2008.2148
THEME
Conseil en placement, notion de conseil.
AVIS
Présents :
Messieurs A. Van Oevelen, Président;
Messieurs F. de Patoul, P. Drogné, N. Claeys, L. Jansen, W. Van Cauwelaert, C.-G. Winandy, membres.
Date : 16 juin 2009
I. OBJET DE LA CONTESTATION ET POINT DE VUE DES PARTIES
Le requérant déclare s’être rendu le 1er octobre 2008 vers 14h30 dans l’agence de la banque où il disposait d’un compte pour y faire soit un achat d’or, soit un investissement en actions. Il déclare que son profil de risque dans toutes les banques où il est client est un profil de risque défensif. Il ajoute par ailleurs que sa fortune est essentiellement investie dans l’immobilier. Il a rencontré à l’agence un conseiller clientèle.

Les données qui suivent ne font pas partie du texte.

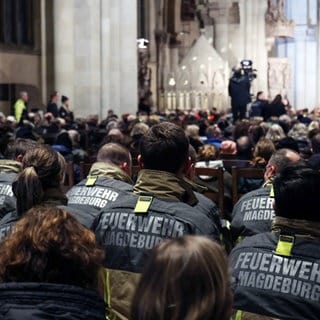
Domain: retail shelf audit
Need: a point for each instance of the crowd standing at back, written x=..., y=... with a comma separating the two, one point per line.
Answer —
x=135, y=228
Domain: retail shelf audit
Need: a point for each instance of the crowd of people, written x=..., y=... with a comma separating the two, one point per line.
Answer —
x=149, y=244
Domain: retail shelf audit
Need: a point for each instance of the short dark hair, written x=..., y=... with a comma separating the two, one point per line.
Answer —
x=19, y=147
x=315, y=143
x=296, y=190
x=259, y=93
x=164, y=147
x=114, y=153
x=281, y=159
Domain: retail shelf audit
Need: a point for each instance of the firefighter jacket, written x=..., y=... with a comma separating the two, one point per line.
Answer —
x=133, y=224
x=104, y=184
x=277, y=273
x=253, y=213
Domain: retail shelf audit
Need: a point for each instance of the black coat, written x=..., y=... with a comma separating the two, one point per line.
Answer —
x=35, y=301
x=279, y=286
x=273, y=110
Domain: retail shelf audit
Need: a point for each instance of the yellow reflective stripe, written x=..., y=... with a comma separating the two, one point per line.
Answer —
x=238, y=315
x=285, y=245
x=91, y=180
x=143, y=204
x=271, y=195
x=239, y=239
x=108, y=290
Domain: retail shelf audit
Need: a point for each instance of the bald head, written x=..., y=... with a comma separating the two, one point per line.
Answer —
x=279, y=160
x=115, y=154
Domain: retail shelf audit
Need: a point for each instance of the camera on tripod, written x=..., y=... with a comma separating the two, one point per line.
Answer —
x=246, y=67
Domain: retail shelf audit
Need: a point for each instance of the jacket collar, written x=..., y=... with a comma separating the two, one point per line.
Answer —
x=164, y=185
x=110, y=171
x=10, y=166
x=54, y=197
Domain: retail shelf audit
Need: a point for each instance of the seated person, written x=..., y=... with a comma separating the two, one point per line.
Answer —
x=208, y=158
x=50, y=269
x=10, y=166
x=254, y=213
x=162, y=206
x=277, y=273
x=39, y=183
x=184, y=279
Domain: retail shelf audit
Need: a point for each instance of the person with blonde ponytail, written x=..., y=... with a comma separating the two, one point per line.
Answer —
x=39, y=183
x=186, y=278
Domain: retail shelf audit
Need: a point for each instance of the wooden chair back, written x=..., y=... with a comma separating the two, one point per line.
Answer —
x=247, y=173
x=69, y=177
x=229, y=163
x=217, y=197
x=84, y=169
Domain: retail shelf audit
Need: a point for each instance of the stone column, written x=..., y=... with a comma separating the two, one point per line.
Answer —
x=63, y=14
x=96, y=55
x=119, y=56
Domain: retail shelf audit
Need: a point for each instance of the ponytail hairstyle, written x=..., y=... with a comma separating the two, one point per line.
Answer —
x=41, y=171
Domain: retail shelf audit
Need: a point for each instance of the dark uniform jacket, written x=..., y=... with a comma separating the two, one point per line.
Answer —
x=8, y=172
x=33, y=301
x=52, y=197
x=130, y=226
x=253, y=213
x=104, y=184
x=279, y=276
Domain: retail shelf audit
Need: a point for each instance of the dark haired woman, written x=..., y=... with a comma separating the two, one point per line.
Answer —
x=185, y=278
x=50, y=269
x=39, y=183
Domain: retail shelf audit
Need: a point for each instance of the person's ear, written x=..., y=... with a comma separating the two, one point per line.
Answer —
x=270, y=171
x=140, y=162
x=188, y=169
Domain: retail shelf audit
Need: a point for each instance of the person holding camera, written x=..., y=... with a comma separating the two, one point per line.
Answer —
x=239, y=91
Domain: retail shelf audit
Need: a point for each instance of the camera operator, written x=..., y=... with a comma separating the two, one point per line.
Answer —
x=239, y=91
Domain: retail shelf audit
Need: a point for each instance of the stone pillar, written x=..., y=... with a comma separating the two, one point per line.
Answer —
x=96, y=55
x=63, y=14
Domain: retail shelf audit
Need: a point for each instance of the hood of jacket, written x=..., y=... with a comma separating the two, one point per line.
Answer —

Sur ses conseils, le requérant a donné un ordre d’achat d’actions pour une somme de 40.000 euros. N’ayant pas les liquidités sur son compte, il est retourné les prélever auprès d’un compte ouvert dans une autre banque. Il est revenu avec un chèque après 16h soit après la fermeture de l’agence. On lui a néanmoins ouvert et il a pu déposer le chèque. Il a ensuite quitté l’agence. L’opération a bien été passée le jour même mais le bordereau d’achat qui a été préparé après le départ du requérant, n’a jamais été signé. Le requérant a tenté de revendre les actions avec perte quelques jours plus tard. Il estime que la responsabilité de la banque est engagée : comme il n’a jamais signé le bordereau d’achat, il estime qu’il n’y a pas eu vente; d’autre part, la banque a commis une faute en lui donnant un conseil d’investissement sans dresser au préalable son profil de risque. Il demande que la banque prenne en charge la perte qu’il a subie.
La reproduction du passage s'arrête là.